After months of bad news, the mood at the Congress headquarters on Friday was distinctly upbeat, with results of the [elections to] State assembles setting the stage for the party's chintan shivir next month, and providing it with the confidence to make changes in the Union council of Ministers.
The Congress made it clear that winning Assam for a record third consecutive term, the United Democratic Front (UDF)'s squeaking past the Left Democratic Front (LDF) in Kerala, and the Trinamool Congress-Congress combine trouncing the Left Front in West Bengal, more than compensated for the defeats in Tamil Nadu and Puducherry.
Indeed, the Congress took special pleasure in the defeat of the Left Parties in its bastions of West Bengal and Kerala, and in the fact that its principal rival at the national level, the Bharatiya Janata Party (BJP) had made virtually no mark in this round of elections.
The troubled relationship between the Congress and the Trinamool Congress at the ground level in West Bengal appeared to be forgotten in the excitement of the remarkable victory that Mamata Bannerjee forged in the State: all top Congress leaders, including Prime Minister Manmohan Singh and Congress President Sonia Gandhi, showered Ms. Bannerjee with congratulations and good wishes, and she, in turn, asked the party to join her government.
Simultaneously, the defeat of the Dravida Munnetra Kazhagham-led government in Tamil Nadu was being seen in party circles as a blessing in disguise, as the southern party will now find it hard to bring any pressure on the Central government to ease up on the corruption cases filed against its leaders. Senior Congress leaders stressed that the party's relationship with the DMK remained on a strong footing.
The people had voted for “stability and change,” a beaming Union Finance Minister Pranab Mukherjee told journalists at the Congress headquarters here. Obliquely referring to the Left Parties which had opposed the civilian nuclear deal with the United States in the United Progressive Alliance (UPA)'s first tenure, he said “certain political parties” had tried to destabilise Dr. Manmohan Singh's government in July 2008, but that the people had given a renewed and enlarged mandate to the Congress-led UPA in 2009.
For the last one year, Mr.
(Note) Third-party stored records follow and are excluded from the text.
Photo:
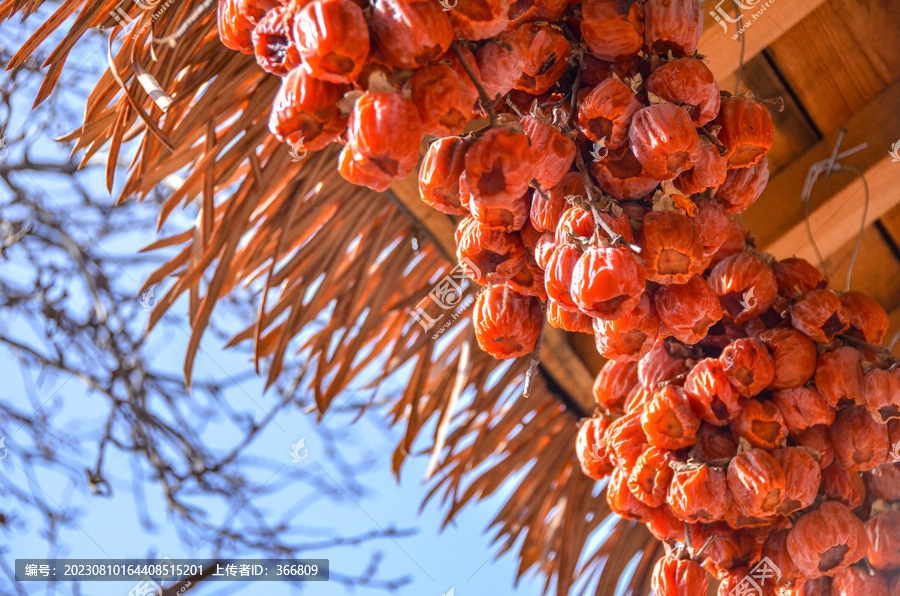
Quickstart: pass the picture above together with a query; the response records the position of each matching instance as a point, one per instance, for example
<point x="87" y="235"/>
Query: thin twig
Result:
<point x="486" y="100"/>
<point x="536" y="354"/>
<point x="614" y="238"/>
<point x="812" y="176"/>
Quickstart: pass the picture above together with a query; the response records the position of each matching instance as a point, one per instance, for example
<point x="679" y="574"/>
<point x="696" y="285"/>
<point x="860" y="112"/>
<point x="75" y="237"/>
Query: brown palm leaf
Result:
<point x="339" y="269"/>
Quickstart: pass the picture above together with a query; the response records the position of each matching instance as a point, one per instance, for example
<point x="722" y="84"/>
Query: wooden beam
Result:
<point x="837" y="203"/>
<point x="557" y="356"/>
<point x="769" y="24"/>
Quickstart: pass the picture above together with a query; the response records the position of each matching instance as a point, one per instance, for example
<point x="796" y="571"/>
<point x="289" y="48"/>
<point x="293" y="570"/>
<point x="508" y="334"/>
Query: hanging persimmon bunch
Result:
<point x="596" y="171"/>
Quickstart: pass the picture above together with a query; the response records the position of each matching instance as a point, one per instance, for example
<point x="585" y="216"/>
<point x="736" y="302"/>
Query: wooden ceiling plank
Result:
<point x="840" y="57"/>
<point x="876" y="271"/>
<point x="558" y="357"/>
<point x="837" y="203"/>
<point x="771" y="23"/>
<point x="794" y="133"/>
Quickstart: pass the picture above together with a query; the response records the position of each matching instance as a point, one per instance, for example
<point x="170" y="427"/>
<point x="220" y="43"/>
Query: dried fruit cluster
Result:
<point x="764" y="439"/>
<point x="743" y="407"/>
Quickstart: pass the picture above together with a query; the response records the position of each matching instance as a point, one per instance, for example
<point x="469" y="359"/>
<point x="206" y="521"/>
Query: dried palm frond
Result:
<point x="338" y="269"/>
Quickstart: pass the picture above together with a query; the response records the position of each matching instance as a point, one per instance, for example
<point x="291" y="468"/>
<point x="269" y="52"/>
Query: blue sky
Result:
<point x="460" y="557"/>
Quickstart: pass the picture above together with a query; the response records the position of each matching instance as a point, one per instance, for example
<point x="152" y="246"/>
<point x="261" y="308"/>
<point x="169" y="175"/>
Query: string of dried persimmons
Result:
<point x="746" y="414"/>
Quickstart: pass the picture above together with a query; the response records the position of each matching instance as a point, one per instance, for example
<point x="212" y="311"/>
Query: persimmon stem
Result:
<point x="535" y="355"/>
<point x="575" y="88"/>
<point x="865" y="345"/>
<point x="687" y="538"/>
<point x="709" y="541"/>
<point x="482" y="92"/>
<point x="614" y="238"/>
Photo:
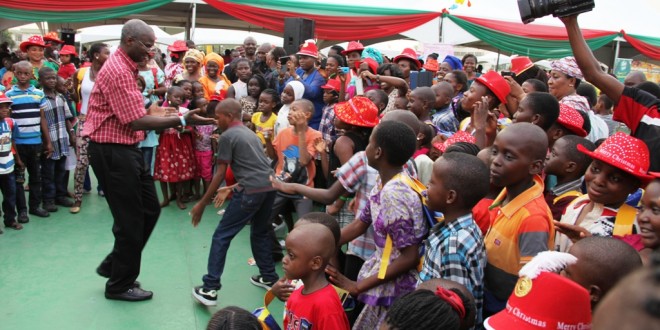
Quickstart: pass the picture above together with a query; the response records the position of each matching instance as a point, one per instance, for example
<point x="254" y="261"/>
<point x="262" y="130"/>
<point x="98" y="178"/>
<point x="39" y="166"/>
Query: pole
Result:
<point x="616" y="54"/>
<point x="194" y="19"/>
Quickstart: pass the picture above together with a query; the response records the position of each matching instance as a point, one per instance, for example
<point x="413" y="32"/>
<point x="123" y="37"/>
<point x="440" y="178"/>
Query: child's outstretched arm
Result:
<point x="588" y="63"/>
<point x="408" y="260"/>
<point x="198" y="209"/>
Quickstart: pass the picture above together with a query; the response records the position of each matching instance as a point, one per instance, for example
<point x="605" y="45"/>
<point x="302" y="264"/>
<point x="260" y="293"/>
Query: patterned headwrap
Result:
<point x="214" y="57"/>
<point x="567" y="66"/>
<point x="195" y="55"/>
<point x="454" y="62"/>
<point x="373" y="53"/>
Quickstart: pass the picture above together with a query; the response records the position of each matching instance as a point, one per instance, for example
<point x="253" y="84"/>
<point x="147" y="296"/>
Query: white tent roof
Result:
<point x="104" y="33"/>
<point x="204" y="36"/>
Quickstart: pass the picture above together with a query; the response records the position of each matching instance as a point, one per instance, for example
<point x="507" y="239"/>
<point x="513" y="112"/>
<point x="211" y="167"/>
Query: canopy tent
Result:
<point x="338" y="20"/>
<point x="333" y="21"/>
<point x="205" y="36"/>
<point x="113" y="32"/>
<point x="541" y="41"/>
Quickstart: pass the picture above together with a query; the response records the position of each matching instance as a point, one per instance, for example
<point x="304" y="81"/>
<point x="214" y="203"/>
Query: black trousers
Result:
<point x="131" y="195"/>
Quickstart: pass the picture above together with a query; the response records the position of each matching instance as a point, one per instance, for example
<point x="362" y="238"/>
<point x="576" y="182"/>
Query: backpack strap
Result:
<point x="154" y="71"/>
<point x="572" y="193"/>
<point x="385" y="258"/>
<point x="625" y="218"/>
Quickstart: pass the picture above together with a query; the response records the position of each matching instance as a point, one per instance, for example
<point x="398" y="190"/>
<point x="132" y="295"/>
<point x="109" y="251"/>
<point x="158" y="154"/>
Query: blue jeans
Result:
<point x="31" y="156"/>
<point x="243" y="208"/>
<point x="53" y="176"/>
<point x="148" y="155"/>
<point x="8" y="188"/>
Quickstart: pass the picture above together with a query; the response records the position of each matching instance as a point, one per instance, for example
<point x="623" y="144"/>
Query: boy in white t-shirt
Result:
<point x="8" y="158"/>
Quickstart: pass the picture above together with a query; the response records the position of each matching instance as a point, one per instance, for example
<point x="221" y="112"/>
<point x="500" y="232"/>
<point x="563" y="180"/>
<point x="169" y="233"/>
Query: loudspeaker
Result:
<point x="69" y="37"/>
<point x="296" y="31"/>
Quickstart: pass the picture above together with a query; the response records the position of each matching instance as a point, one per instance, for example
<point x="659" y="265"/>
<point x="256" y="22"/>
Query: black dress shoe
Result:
<point x="39" y="212"/>
<point x="64" y="202"/>
<point x="132" y="294"/>
<point x="105" y="274"/>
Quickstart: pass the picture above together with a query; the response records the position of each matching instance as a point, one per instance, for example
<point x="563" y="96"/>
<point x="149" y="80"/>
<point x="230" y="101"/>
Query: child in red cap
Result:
<point x="619" y="168"/>
<point x="543" y="299"/>
<point x="488" y="90"/>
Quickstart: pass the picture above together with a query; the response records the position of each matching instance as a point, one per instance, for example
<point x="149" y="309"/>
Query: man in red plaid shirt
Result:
<point x="116" y="121"/>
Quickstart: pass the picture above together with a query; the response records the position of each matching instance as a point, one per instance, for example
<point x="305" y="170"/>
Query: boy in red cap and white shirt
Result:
<point x="542" y="299"/>
<point x="569" y="122"/>
<point x="8" y="158"/>
<point x="331" y="92"/>
<point x="67" y="69"/>
<point x="619" y="168"/>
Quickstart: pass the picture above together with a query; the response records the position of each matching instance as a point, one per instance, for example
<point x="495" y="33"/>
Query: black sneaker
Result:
<point x="40" y="212"/>
<point x="259" y="281"/>
<point x="205" y="297"/>
<point x="50" y="207"/>
<point x="22" y="217"/>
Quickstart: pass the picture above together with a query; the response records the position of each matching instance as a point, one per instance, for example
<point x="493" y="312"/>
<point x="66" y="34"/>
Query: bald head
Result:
<point x="230" y="107"/>
<point x="264" y="48"/>
<point x="531" y="137"/>
<point x="443" y="87"/>
<point x="317" y="238"/>
<point x="405" y="117"/>
<point x="634" y="78"/>
<point x="425" y="94"/>
<point x="135" y="29"/>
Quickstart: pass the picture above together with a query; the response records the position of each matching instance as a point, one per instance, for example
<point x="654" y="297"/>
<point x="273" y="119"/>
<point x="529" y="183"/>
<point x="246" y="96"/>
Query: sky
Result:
<point x="633" y="16"/>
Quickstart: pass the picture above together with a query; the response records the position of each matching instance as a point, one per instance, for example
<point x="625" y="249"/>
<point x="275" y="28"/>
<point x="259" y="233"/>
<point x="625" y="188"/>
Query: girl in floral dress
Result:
<point x="175" y="159"/>
<point x="394" y="210"/>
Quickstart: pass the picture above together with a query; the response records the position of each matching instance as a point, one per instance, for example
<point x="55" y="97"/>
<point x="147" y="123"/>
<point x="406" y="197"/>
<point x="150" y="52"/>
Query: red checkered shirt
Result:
<point x="115" y="102"/>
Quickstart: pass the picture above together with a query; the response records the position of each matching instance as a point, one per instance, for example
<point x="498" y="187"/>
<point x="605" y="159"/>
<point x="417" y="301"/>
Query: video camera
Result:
<point x="533" y="9"/>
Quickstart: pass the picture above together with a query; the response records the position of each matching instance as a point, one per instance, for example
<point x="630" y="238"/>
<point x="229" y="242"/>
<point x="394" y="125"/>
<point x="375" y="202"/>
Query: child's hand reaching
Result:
<point x="282" y="289"/>
<point x="222" y="194"/>
<point x="574" y="232"/>
<point x="300" y="121"/>
<point x="282" y="186"/>
<point x="342" y="281"/>
<point x="320" y="145"/>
Mukherjee continued, some parties had tried again to destabilise the government, but the people had clearly voted against such efforts. “Look at the figures – the BJP has won just six of the 828 assembly seats, one in West Bengal and five in Assam. The party which claims national status could not touch double digits,” he said.
Returning to the Left Parties, the Finance Minister said, “The other political parties aided and abetted the BJP inside and outside Parliament, and they have met their fate.”
Paying fulsome praise to Ms Bannerjee for “dismantling the communist Party of India(Marxist) in West Bengal” and reducing the Left Front to double digits, he concluded, “The people have given their verdict for Mamata Bannerjee.”
In Kerala, as in West Bengal, Mr. Mukherjee stressed, the people had voted for change.
As far as Assam was concerned, he said, it was “a vote for stability, development and reconciliation”, stressing that the party's efforts “to bring back the misguided elements in the United Liberation Front of Assam into the mainstream” had been endorsed by the people.
The icing on the cake, for the Congress, was that the results came on a day that the Supreme Court set aside the Karnataka's Speaker's decision to disqualify 16 MLAs ahead of the no-confidence motion last year, which had ensured the survival of the B.S. Yeddyurappa-led BJP government in the State. This is especially as the Congress' charges of corruption against the BJP government have so far not made much impact.